Was ist dein eigentliches Ziel? Ist es die Demütigung durch die Eliminierung der touristischen Sehenswürdigkeit, die Beeinträchtigung des Stromnetzes oder die der Wasserversorgung? Für ein oder zwei solche Ziele könnten wir etwas zusammenstellen. Aber das ganze Ding in Schutt und Asche zu legen, ist extrem aufwändig.“

Ali machte eine kurze Pause und Said legte ihm die Hand auf die Schulter.

„Ali Akbar, mein Bruder. Sei unbesorgt. Du wirst mich nie enttäuschen. Ich bin sehr zufrieden mit deiner Selbständigkeit. Ich sehe ihr habt Fortschritte gemacht. Ihr seid eine hervorragende Zelle, und du bist ein genialer Anführer.
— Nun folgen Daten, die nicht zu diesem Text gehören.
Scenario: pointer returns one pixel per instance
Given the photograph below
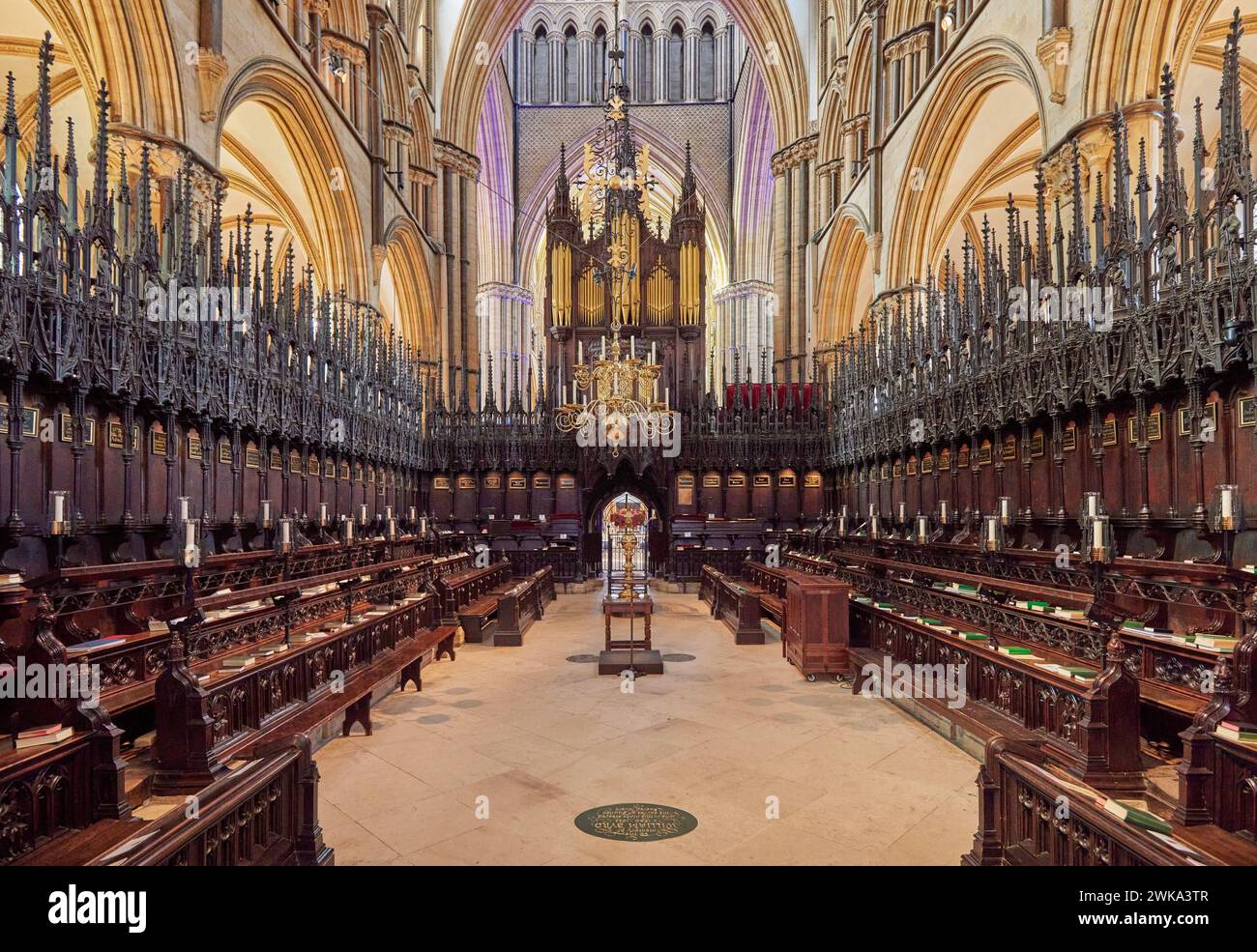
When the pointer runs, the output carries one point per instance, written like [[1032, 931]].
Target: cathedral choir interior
[[628, 432]]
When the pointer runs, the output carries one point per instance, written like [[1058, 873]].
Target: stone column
[[780, 258]]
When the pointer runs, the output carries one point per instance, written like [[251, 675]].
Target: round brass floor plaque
[[636, 822]]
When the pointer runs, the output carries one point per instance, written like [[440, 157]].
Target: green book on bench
[[1136, 816]]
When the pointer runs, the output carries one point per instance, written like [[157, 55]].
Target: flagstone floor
[[502, 750]]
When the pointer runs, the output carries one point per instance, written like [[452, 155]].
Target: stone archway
[[612, 480]]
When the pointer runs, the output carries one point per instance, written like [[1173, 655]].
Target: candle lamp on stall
[[1227, 518], [61, 524], [1097, 550]]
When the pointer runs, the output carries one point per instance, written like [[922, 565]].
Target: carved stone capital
[[212, 70], [1054, 54], [461, 162]]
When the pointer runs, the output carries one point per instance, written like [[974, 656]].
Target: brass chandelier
[[623, 389]]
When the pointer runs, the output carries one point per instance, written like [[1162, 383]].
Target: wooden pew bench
[[1169, 675], [470, 599], [227, 830], [1092, 728], [520, 605], [734, 603], [133, 666], [772, 602], [201, 726], [1019, 822]]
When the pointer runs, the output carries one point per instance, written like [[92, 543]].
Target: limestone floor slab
[[493, 762]]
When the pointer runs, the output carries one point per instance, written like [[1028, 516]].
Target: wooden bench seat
[[200, 728], [522, 605], [479, 620], [736, 603], [401, 666]]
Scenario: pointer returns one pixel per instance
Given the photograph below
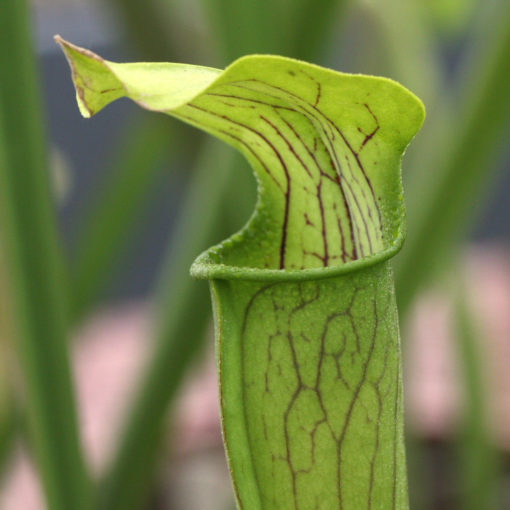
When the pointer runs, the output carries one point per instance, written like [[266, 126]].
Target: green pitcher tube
[[308, 347], [310, 391]]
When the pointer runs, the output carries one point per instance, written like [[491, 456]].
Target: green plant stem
[[439, 213], [183, 312], [106, 230], [35, 271], [479, 465]]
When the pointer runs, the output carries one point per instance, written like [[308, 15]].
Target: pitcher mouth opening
[[208, 265]]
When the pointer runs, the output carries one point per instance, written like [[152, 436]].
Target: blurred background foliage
[[113, 209]]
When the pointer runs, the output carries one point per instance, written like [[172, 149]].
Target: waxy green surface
[[306, 323]]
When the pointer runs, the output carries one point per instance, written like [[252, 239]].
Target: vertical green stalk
[[181, 317], [35, 270], [106, 230], [478, 460], [443, 200]]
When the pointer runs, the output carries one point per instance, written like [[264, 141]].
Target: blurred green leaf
[[479, 464], [35, 270], [443, 199], [183, 311], [106, 231]]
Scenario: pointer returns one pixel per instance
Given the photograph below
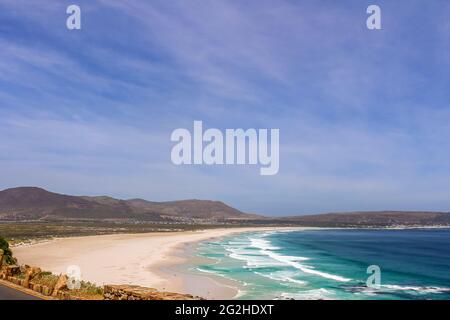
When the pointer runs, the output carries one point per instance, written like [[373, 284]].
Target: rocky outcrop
[[8, 271], [60, 285], [30, 273], [127, 292]]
Ali, ich werde deine Ergebnisse mit meinem Partner absprechen. Wenn du mich in der Zwischenzeit kontaktieren willst, antworte auf die SPAM mail. Und jetzt lass es dir erst mal schmecken.“

In diesem Moment kam die junge Bedienung in das Separee. Sie brachte eine sehr traditionelle Peking Ente. Nur die Haut, nicht das Fleisch.

Ali war überrascht von Saids Haltung. Er hatte gedacht es würde ein viel schwierigeres Gespräch geben. Schließlich hatte er keine verwertbaren Daten gesammelt und trotzdem lobte Said ihn in allen Tönen. War er, Ali Akbar, vielleicht wirklich ein so guter Führer? Aber wer war der Partner von Said? Ali war klar, dass Said eher sterben würde, als etwas über ihn zu erzählen, also fragte er erst gar nicht. Aber interessiert hätte es ihn schon. Vielleicht einer in der Hierarchie der Terrororganisation ganz oben? Vielleicht würde er, Ali Akbar, bald ebenfalls auf so einem Level mitreden.

Kaum hatten die beiden die Ente verspeist, wurde der Nachtisch, ein Obstsalat, serviert.

Eine halbe Stunde später verließ Ali Akbar das chinesische Restaurant, diesmal mit erhobenem Kopf.

Auf dem Fußweg zur nächsten Station der BART dachte er, wie nett Said zu ihm war. Said war ein guter Mensch, ein Grund mehr ihn zu unterstützen.

Im Zug setzte sich Ali direkt ans Fenster. Er sah die vorbeihuschenden Lichter des Tunnels nicht und starrte mit leerem Blick durchs Fenster. Obwohl es bereits dunkel war, konnte man am Geräusch erkennen, dass der Zug den Tunnel verlassen hatte und sich wieder an der Oberfläche befand.

Genau in diesem Moment durchzuckte Ali ein Geistesblitz.

Wieso hatte er daran vorher noch nicht gedacht? Das gab einen total neuen Ansatzpunkt. Sobald er nach Hause kam, würde er sich das Notebook schnappen und das nächstgelegene offene WLAN ansteuern. Diese neue Idee musste er unbedingt gleich googeln.